Their earlier cooking schools would follow our annual program of classes, that had previously been either taken by myself or one of our guest chefs, such as Rosa Matto or Connie Rotolo, or they would often reflect our travels; so there have been Greek, Mediterranean, Vietnamese, Sicilian, Turkish and of course Italian cooking schools. There was often a lot of bribery in getting some of the younger members to at least try some dishes. They did not have to eat it all, but had to at least ‘try’ a little of it. The eggplant in Sicilian caponata stands out as a real challenge, some seriously amusingly screwed up faces gave the verdict!
The advent of the new Thorn Park by the vines, with fewer rooms, saw a change in how we now run the cooking schools. We no longer have a ‘program’ of classes throughout the year, but offer classes on demand. Aptly called ‘a la cart’, the classes can run over one or two days and are custom designed for one to six participants working around menus of interest. Our happy group embraced the changes recent weekends have included updated ‘Retro’ dinner parties. Think ‘70’s entertaining, where the average dinner party would take several days to prepare. Five or six courses were mandatory and the following week was spent cleaning up and recovering!
That little challenge ended with the ubiquitous ‘prawn cocktail’ becoming a little creation of an Asian-inspired number, consisting of carrot and daikon salad with a coconut, tomato and lime dressing and a twist of chili. “Borscht” became a fresh beetroot soup in a cappuccino cup, with tiny potato croutons. “Beef Wellington” was ‘deconstructed’ to become slow cooked rare beef on a braised bed of mixed mushrooms, with foie gras, demi glaze, completed with miniature vegetables and a puff pasty ‘hat’.
Other weekends have included a ‘The Fat Duck comes to Thorn Park” Cooking School’. This was a recreation of some of Heston Blumenthal’s wonderful dishes from our luncheon at his famous dining room where we ate in 2011. I just had to just about re-stock the entire kitchen with a vast array of new cooking equipment and ingredients so that we could embrace his ‘sous vide’ cooking methods, create gels, foams, purees and even source dry ice to make the ice creams!
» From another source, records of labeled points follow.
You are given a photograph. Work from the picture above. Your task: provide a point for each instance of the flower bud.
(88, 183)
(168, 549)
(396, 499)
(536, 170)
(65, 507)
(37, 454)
This year it was “Thorn Park meets New York” an acknowledgement of walking and eating our way around New York City in 2013. Recipes included Autumn squash soup with warm salad heirloom carrot, baby Brussels leaves and apple. Slow braised lamb shoulder was served on a fine puree of broccoli. However the standout dish was the “peanut butter semifreddo with candied peanuts, lady finger bananas and toffee sauce, warm chocolate fudge, salted caramel macaroons and a dollop of fresh cream on the side”! Michael insists the cream is needed to cut the richness – all of which goes to prove no matter how much you eat there is always a separate stomach for deserts!